I got to put on a lot of hats and play pretend for a bit: UI designer, physicist, project manager, mission controller, and mad scientist. And at its core, its downright silly. All this time and effort poured into a mod for another mod, for a videogame about launching rockets with little green men.

Seriously, embrace imperfection

Because there are no expectations with Houston, I’m totally okay with the myriad of bugs and imperfections. There’s no pressure for me to actually fix them: No one’s going to be hurt, and no one’s paid a dime for it.

I didn’t even bother checking how Houston looks on a tablet. I knew everyone would be using a laptop for the party, so that’s what I focused on. Heck, I couldn’t even be bothered to check browser compatibility for the same reason. Cardinal sins in today’s hyper-responsible mobile browser-agnostic landscape? Sure, but it’s a side project.

Heck, all the bugs and issues make Houston more authentic.
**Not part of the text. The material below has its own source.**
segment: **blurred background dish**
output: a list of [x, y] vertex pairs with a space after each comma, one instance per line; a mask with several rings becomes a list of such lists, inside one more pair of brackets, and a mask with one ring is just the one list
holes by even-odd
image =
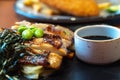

Kerbal Space Program’s all about embracing failure and strapping solid rocket boosters onto something until it explodes, so a few bugs and rough edges are right at home. Plus, it let me be more playful in the README:

Houston has a ton of really cool features, some of which work!

Avoid your actual job

A side project’s a lot more rewarding if it’s only tangentially related (at best) to your day-to-day work. It’s freeing to tackle an entirely new set of problems. A “side project” that’s actually part of your job that you’ve opened-sourced and support is just that. You don’t have to do your job 24/7, and I’m tired of real work disguised as “side projects” being a career expectation.

Houston involves HTML, CSS, and Javascript; yes. But writing Freckle doesn’t involve complex orbital math (yet), building a near-realtime UI, or planning how to stuff 5 people into a living room so they can concentrate. I used entirely different parts of my skillset, which made it exhilarating.

It rebuilds your foundation

Stepping outside your comfort zone is a good way to relearn a bunch of skills that got you to where you are in the first place.

Simultaneously taking physics and calculus as a college freshman prepared me for dealing with compiler nonsense in later compsci classes. By the time I encountered a mile-long gcc error log I was already familiar with being in waaay over my head and finding the right rabbit hole to get the job done. Relearning orbital mechanics forced me to use those skills again, and I found they’d gotten a little rusty.

Deciding to take the plunge on building Houston from the ground up this went sort of like this:

“Man, I used to be really good at BSing my way through complex math. I miss that.”

If you’ve got skills you want to sharpen, try to find a tiny side project that’s laser-focused on them. ☺️

You surprisingly learn some stuff along the way

By the end, I did learn some stuff that will pay off in my day-to-day job:

What’s next?

Well, I’ll probably keep tweaking it when I get the itch. Plus, I’ve got a new party to plan! Like any good side project, I’m happy with what I’ve done already and comfortable with letting it rest for a while.